Maki Sugimoto, MD PhD, Yoshiinori Morita, MD, Yuichiro Matsuoka, PhD, Mariko Man-i, MD, Shoko Fujiwara, MD, Tsuyoshi Sanuki, MD, Masaru Yoshida, MD, Takashi Toyonaga, MD, Takanobu Hayakumo, MD, Hiromu Kutsumi, MD, Etsuko Kumamoto, PhD, Kagayaki Kur. Kobe University
Introduction
We apply mixed reality (MR) consist of VR and augmented reality (AR) technology, in which electronically-generated dynamic 3D images are superimposed on the TilePRO of daVinci system or actual space in front of the surgeon, on the patient’s operative field or the surface of the abdomen, and evaluated such a system as a reference for surgical navigation and education. We also described the educational aspect of MR-assisted navigation in surgery for young surgeons.
Method
Post-processing MDCT data, we developed anatomical VR using DICOM viewer OsiriX application. 3-D reconstructions (volume rendering) were incorporated on the workstation-based display, TilePRO of daVinci, and previewed on the patient body surface and operative field from the projector as MR navigation during endoscopic procedure.

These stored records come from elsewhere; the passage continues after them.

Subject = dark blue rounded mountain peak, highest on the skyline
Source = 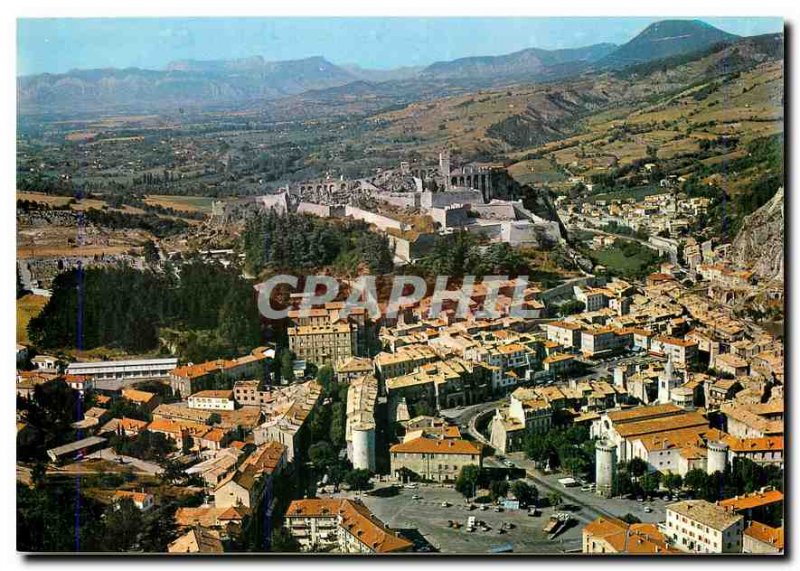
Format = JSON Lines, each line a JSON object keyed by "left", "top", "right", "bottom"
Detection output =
{"left": 598, "top": 20, "right": 739, "bottom": 67}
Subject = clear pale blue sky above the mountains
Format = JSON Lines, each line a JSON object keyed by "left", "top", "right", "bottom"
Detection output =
{"left": 17, "top": 17, "right": 783, "bottom": 75}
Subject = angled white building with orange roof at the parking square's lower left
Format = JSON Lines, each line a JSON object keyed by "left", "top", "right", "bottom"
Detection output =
{"left": 283, "top": 498, "right": 414, "bottom": 553}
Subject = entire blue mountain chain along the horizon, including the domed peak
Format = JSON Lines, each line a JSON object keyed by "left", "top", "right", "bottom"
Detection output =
{"left": 17, "top": 20, "right": 738, "bottom": 114}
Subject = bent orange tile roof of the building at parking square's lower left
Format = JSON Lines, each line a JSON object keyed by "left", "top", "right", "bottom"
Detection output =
{"left": 286, "top": 498, "right": 413, "bottom": 553}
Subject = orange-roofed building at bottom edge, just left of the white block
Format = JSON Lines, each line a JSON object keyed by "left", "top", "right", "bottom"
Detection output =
{"left": 582, "top": 516, "right": 679, "bottom": 555}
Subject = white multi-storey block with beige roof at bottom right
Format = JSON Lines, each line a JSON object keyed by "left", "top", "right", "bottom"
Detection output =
{"left": 665, "top": 500, "right": 744, "bottom": 553}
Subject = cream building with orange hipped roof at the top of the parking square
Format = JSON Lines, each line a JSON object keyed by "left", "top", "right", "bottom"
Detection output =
{"left": 389, "top": 438, "right": 482, "bottom": 482}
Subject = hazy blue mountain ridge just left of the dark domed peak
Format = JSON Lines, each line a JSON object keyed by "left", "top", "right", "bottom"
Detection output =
{"left": 422, "top": 44, "right": 617, "bottom": 80}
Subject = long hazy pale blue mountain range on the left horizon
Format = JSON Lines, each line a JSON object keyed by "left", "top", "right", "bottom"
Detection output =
{"left": 17, "top": 57, "right": 359, "bottom": 111}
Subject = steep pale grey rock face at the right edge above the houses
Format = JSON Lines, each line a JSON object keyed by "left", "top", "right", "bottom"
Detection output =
{"left": 729, "top": 187, "right": 784, "bottom": 281}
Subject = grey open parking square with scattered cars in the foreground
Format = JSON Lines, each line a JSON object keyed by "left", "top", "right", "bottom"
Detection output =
{"left": 350, "top": 485, "right": 580, "bottom": 553}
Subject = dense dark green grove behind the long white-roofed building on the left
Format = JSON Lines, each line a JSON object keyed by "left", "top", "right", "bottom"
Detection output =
{"left": 28, "top": 262, "right": 261, "bottom": 357}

We also apply anaglyph images to provide a stereoscopic 3D effect, when viewed with 2 color glasses (each lens a chromatically opposite color as red and cyan) using OsiriX function. Images are made up of two color layers, superimposed, but offset with respect to each other to produce a depth effect. When viewed through the anaglyph glasses, surgeons reveal an integrated stereoscopic image fused into perception of a 3D scene or composition. The Polaris optical 3D measurement system was integrated into robotics for the tracking and synchronizing the movement of the robotic arms to 3D navigation. ?
Result
This 3D image-guided system provided better hand-eye coordination and accurate information for localizing the target lesions of benign and malignancies with its relationship to the surrounding vessels. MR procedure, when contained virtual endoscopy, could help understanding the surgical procedures and techniques in complex minimally invasive surgical procedure including single incision laparoscopic surgery and natural orifice translumenal endoscopic surgery (NOTES) using daVinci. The Polaris was able to identify the exact location and orientation of the robotic end-effector. With the exact location of the robotic end-effector known, the necessary positional accuracy can be better achieved in robotic image-guided navigation. ??
Conclusion
Our integrated stereo-3D navigation using OsiriX may provide accurate image guided navigation for robotic surgery.